Saturday, May 24, 2008

Day Three - Given over to Reading

I am one of those who believe that no matter how familiar the textbook and the subject matter are, it is important for the instructor to read the material over with fresh eyes.  I try to imagine what the opening chapters of the textbook looked like to the C-student last semester.  Sometimes, it is easier to identify that way the key concepts missed in the beginning that led to later failure.  So, with that in mind, I began to read chapters one, two and three today.

I think that this time, I will emphasize boxplots in the beginning.  The five pieces of information in the boxplot picture will reinforce the concepts of descriptive statistics and of distributions and probabilities at the same time.  This may better set up inference-making later on in the semester.  Getting the students to draw a curved space approximating the distribution pictured in the boxplot in terms of skewness and variance and outliers may be a useful exercise.

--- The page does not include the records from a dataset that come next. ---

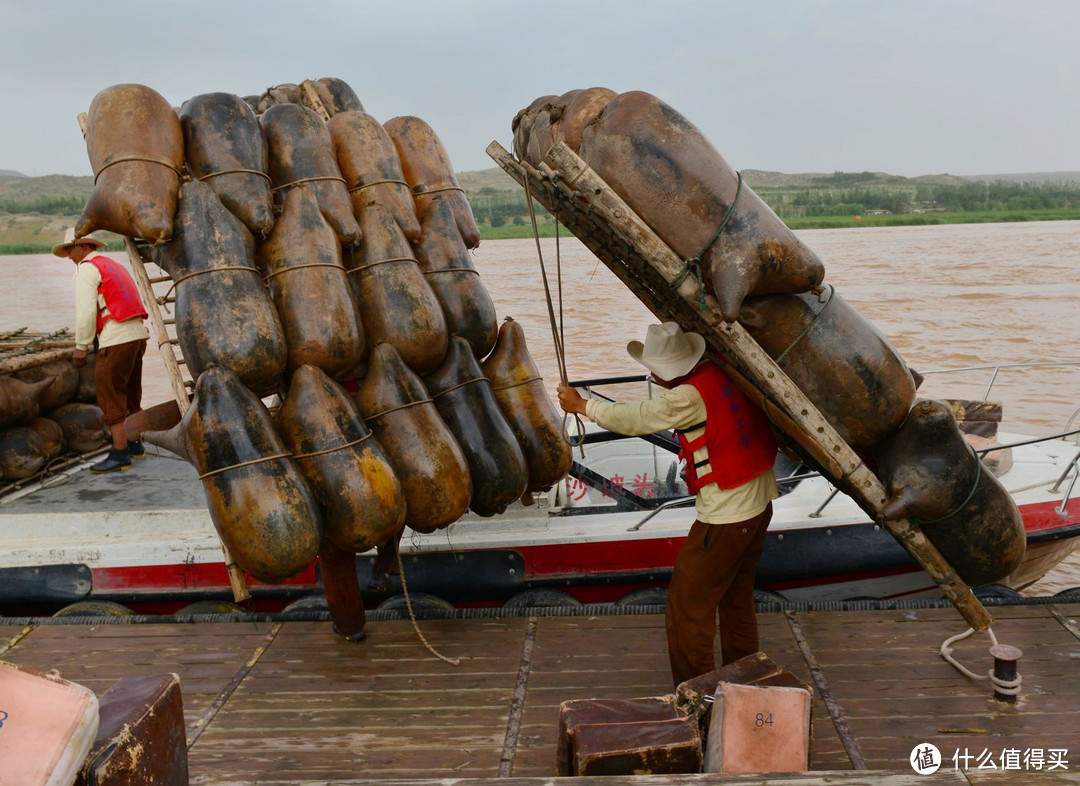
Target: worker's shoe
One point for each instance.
(116, 461)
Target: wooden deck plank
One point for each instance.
(319, 709)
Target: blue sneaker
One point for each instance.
(116, 461)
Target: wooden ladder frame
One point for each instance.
(170, 350)
(580, 200)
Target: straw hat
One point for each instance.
(667, 351)
(63, 249)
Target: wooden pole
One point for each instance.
(17, 363)
(579, 198)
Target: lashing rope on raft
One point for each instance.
(557, 333)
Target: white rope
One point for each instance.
(1004, 687)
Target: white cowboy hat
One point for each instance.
(667, 351)
(63, 249)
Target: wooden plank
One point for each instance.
(647, 265)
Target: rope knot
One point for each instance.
(694, 262)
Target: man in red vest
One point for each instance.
(729, 451)
(109, 314)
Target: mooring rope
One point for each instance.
(556, 331)
(1004, 687)
(412, 615)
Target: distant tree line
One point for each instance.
(45, 205)
(999, 195)
(498, 208)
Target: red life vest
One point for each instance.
(739, 445)
(119, 290)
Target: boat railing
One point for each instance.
(995, 368)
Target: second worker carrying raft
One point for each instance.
(108, 316)
(729, 454)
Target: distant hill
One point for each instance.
(1072, 177)
(21, 188)
(758, 179)
(494, 178)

One of my first big jobs will be to establish the tempo of the course for the rest of the term.  We basically have two fifty-minute periods and a twenty-minute period back-to-back with a few rest breaks.  I already know that if I put the 20 minutes aside for in-class homework at the end of the class period, students will start thinking of excuses to leave early.  They can't do that quite so easily if they'll miss lecture by leaving early.  Therefore, it might be better to put the 20 minute period in the middle to complete practice assignments related to that covered in the first period.  This will give a chance for immediate feedback from students, reinforce discipline in doing assigned practice problems and allow for more immediacy in progress to the next concept.

I dislike have such a long break between classes from Thursday to Tuesday.  One thing that I could do would be to give assignments that I require to be turned in, say, by Sunday at midnight via email.  Since most students wait until the last minute to do such assignments, that will give me Tuesday, Thursday and Sunday - a better spread for learning.  Of course, the most disciplined (usually, but not always the best students, by the way) students will turn their assignments in on Thursday, but so be it.